Итак, я в очередной раз пришел к заключению – да, я человек, спрятанный в лошади, а не лошадь, умеющая говорить в силу случайного стечения обстоятельств. Я додумался до этого давно, но потом снова нахлынули сомнения – да полно, возможно ли такое? Телом я ощущаю себя лошадью, это очевидно, но я же говорю, мыслю, мучаюсь вопросами. Словом, я – это я. Что-то подсказывает мне, что говорящих лошадей в природе не бывает, хотя Гольдберг, тыча в меня толстым пальцем, утверждает обратное. Он изоврался, в этом его сущность.
Однажды вечером, когда после долгой дороги они устроились на новом месте, Абрамович вдруг обнаружил, что задняя дверь стойла не заперта – хандра притупила бдительность Гольдберга, – и, повинуясь безотчетному порыву, Абрамович, осторожно пятясь, выбрался наружу.

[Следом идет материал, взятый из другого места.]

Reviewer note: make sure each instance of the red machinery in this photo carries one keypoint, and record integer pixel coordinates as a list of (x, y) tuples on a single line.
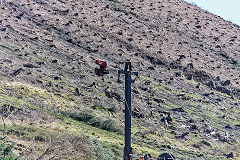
[(102, 70)]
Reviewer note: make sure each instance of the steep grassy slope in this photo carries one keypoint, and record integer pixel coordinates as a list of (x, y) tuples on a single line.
[(188, 62)]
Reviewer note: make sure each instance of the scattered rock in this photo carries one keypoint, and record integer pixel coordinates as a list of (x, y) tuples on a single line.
[(206, 143), (29, 65), (77, 91), (178, 109), (54, 61), (17, 72), (3, 29), (226, 83), (57, 78), (230, 155)]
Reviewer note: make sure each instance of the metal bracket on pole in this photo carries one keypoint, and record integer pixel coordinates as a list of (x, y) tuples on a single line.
[(128, 109)]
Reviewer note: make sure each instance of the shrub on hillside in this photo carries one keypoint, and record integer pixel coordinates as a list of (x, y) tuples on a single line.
[(108, 125), (6, 151)]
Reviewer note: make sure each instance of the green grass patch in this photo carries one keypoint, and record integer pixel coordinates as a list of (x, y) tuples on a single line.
[(29, 133)]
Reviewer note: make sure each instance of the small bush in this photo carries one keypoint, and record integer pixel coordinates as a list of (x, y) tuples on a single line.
[(108, 125), (6, 151)]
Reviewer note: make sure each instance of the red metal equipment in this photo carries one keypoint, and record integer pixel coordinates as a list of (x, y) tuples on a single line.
[(102, 71)]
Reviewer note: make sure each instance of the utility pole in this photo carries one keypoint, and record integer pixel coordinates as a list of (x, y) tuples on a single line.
[(128, 108)]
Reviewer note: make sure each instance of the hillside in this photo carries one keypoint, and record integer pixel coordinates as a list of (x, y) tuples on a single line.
[(55, 107)]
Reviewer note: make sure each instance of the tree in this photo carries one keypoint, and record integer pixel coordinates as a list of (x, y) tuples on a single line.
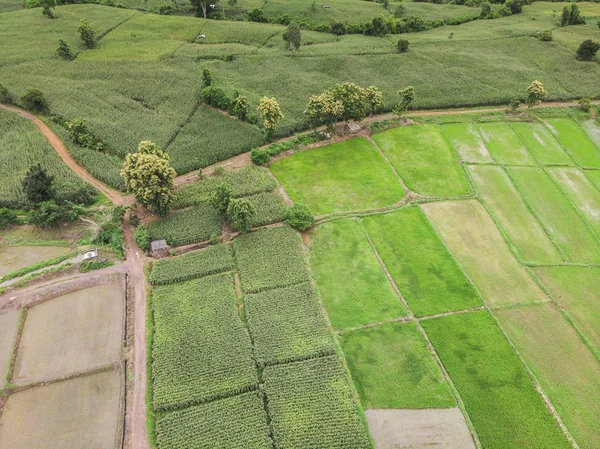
[(240, 212), (221, 198), (87, 33), (292, 36), (38, 185), (34, 100), (323, 110), (587, 50), (272, 115), (148, 175), (64, 50), (535, 94)]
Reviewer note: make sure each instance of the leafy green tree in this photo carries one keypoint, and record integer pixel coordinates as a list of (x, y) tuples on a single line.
[(587, 50), (87, 33), (272, 115), (221, 198), (240, 212), (148, 175), (38, 185), (535, 94), (34, 100), (292, 36)]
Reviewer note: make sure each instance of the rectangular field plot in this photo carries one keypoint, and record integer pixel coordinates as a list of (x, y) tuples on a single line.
[(582, 149), (506, 205), (270, 258), (504, 145), (392, 367), (200, 349), (501, 400), (345, 176), (236, 422), (581, 192), (424, 160), (577, 290), (352, 284), (474, 239), (567, 229), (563, 365), (427, 275), (77, 413), (542, 144), (311, 406), (211, 260), (467, 142), (77, 332), (287, 324)]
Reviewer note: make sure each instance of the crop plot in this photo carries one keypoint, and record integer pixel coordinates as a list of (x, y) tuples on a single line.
[(352, 284), (311, 405), (562, 364), (287, 324), (577, 289), (392, 367), (201, 349), (567, 229), (467, 142), (345, 176), (424, 160), (582, 149), (81, 412), (581, 192), (504, 145), (235, 422), (428, 277), (270, 258), (509, 209), (479, 247), (542, 144), (502, 402), (73, 333)]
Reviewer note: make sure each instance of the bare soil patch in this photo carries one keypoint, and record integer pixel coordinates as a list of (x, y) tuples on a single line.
[(419, 429), (77, 332), (80, 413)]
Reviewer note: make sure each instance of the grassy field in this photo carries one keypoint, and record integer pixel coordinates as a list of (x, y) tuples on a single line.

Обогнув сзади фургон Гольдберга, он пересек ярмарочную площадь, где расположился цирк, и рысью промчался мимо двух цирковых служителей; они даже не попытались его задержать, скорей всего потому, что Абрамович крикнул им на ходу: «Привет, мальчики! Чудесный вечер!» Когда площадь осталась позади, Абрамович, хотя и опьяненный негаданной свободой, все же усомнился, правильно ли он поступил. Он рассчитывал, что сможет переждать некоторое время в какой-нибудь рощице посреди лугов, где будет мирно пастись. Но кругом, куда ни пойди, – промышленное предместье, и сколько Абрамович ни бродил по улицам, цокая копытами, он не увидел даже небольшого парка, не то что леса.
Куда денешься, если обличьем ты вылитая лошадь?

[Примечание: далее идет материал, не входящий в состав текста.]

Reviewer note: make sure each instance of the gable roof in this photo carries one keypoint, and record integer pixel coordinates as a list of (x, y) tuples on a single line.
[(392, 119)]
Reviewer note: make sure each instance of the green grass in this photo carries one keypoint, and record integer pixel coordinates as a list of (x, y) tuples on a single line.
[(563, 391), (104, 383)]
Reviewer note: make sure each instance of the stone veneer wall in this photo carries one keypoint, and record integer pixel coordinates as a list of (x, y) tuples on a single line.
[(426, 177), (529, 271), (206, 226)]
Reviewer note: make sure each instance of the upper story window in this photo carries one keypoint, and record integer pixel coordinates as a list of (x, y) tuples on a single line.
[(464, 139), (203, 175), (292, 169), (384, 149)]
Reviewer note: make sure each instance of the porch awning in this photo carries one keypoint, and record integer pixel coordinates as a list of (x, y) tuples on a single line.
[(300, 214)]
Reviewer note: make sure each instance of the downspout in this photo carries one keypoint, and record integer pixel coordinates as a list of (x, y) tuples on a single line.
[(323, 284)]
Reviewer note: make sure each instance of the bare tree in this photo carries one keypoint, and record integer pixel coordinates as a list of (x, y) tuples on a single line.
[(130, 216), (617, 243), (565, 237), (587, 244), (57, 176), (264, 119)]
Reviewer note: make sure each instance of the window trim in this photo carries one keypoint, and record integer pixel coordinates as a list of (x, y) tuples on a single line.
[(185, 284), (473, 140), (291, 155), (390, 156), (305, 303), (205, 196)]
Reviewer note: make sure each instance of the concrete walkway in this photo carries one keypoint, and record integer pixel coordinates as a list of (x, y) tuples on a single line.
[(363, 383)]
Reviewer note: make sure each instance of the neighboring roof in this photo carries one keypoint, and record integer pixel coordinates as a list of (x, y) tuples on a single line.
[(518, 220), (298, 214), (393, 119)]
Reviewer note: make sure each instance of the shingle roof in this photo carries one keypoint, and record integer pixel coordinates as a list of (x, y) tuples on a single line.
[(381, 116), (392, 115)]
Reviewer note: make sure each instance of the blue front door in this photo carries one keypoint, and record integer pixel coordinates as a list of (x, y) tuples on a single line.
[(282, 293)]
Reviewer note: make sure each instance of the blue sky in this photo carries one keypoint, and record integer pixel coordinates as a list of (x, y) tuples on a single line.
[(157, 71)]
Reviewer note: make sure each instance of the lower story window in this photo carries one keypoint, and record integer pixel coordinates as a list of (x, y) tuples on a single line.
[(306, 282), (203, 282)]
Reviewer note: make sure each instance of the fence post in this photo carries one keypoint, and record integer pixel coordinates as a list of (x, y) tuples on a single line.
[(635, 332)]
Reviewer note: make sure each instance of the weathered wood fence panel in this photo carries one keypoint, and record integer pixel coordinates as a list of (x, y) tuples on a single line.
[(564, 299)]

Абрамович попытался укрыться в старых конюшнях в школе для верховой езды, но оттуда его выгнала сердитая женщина. Кончилось тем, что его настигли на платформе вокзала, где он ждал поезда. Ужасно глупо, он сам это понимал. Кондуктор так и не пустил его в вагон, сколько Абрамович его ни упрашивал. Прибежал начальник вокзала и приставил ему к голове пистолет. Не внемля мольбам, он не отпускал лошадь, пока не подоспел Гольдберг со своей бамбуковой тростью. Хозяин грозился высечь Абрамовича до крови и нарисовал эту картину с такой невыносимой отчетливостью, что Абрамович почувствовал, как он превращается в сплошное кровавое месиво. Через полчаса он снова был под замком в стойле, в висках стучало, на голове запеклась кровь. Гольдберг осыпал его бранью на своем глухонемом наречье, но проклятия не трогали Абрамовича, хотя всем своим понурым видом он изображал раскаяние. От Гольдберга ему не убежать до тех пор, пока он не выберется из лошади, в которую его засадили.